An invasive macroalga alters ecosystem metabolism and hydrodynamics on a tidal flat

Invasive macroalgae represent a growing global concern, yet there has been little research detailing their effects on native ecosystem metabolism and flow hydrodynamics. In this in situ study, we made aquatic eddy covariance oxygen flux and profiling acoustic Doppler velocimetry measurements over high and low density sites within an invasive Gracilaria vermiculophylla (also referred to as Agarophyton vermiculophyllum) macroalgal mat located on a tidal flat along the Virginia (USA) coast. Mean +/- SE (n) submerged dark and light oxygen flux over the high density site were -178 +/- 9 (144) and 139 +/- 26 (104) mmol m(-2) d(-1), respectively, vs. -71 +/- 7 (45) and 32 +/- 15 (48) mmol m(-2) d(-1) over the low density site.

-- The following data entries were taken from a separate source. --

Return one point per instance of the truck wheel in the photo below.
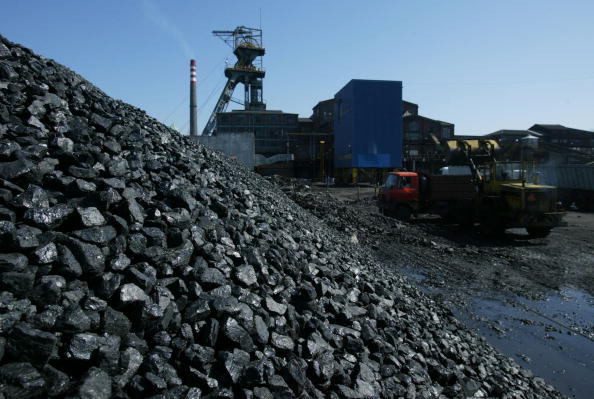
(538, 232)
(402, 213)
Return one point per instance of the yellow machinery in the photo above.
(508, 194)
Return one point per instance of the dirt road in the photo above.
(531, 298)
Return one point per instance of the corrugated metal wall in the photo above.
(577, 177)
(368, 124)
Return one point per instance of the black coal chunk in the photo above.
(31, 345)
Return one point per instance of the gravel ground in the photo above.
(532, 298)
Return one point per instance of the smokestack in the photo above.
(193, 107)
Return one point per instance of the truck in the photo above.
(575, 184)
(497, 195)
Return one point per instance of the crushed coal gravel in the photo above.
(137, 263)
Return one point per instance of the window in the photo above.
(391, 181)
(404, 182)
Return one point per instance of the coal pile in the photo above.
(136, 263)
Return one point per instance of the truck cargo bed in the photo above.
(451, 187)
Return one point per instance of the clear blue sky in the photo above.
(483, 65)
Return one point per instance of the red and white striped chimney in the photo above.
(193, 106)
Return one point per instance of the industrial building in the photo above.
(422, 139)
(367, 128)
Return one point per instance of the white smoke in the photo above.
(156, 16)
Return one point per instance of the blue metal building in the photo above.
(368, 125)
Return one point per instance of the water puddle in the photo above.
(554, 337)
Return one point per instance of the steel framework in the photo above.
(247, 47)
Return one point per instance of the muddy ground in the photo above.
(531, 298)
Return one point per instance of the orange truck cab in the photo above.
(408, 193)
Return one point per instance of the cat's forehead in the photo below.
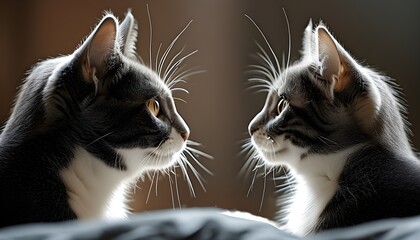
(291, 79)
(139, 82)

The high density site was highly productive, with gross primary production of 169 +/- 12 mmol m(-2) d(-1) (mean +/- SE), yet maintained overall metabolic balance, as net ecosystem metabolism was -22 +/- 39 mmol m(-2) d(-1). Close agreement with literature values for air-exposed flux measurements suggests that our results are good first-order approximations of true daily values, demonstrating that this invasion has significantly enhanced tidal flat productivity. Flow and turbulence were significantly attenuated by Gracilaria, resulting in decreased bed shear stress within the algal canopy, likely stabilizing tidal flat sediments and inhibiting mass transport at the sediment-water interface. Turbulence above the canopy was enhanced, but there was no increase in downward momentum transfer. These changes to the hydrodynamic environment decrease the risk of detachment and subsequent advective loss of algae, suggesting a positive feedback that facilitates algal invasion.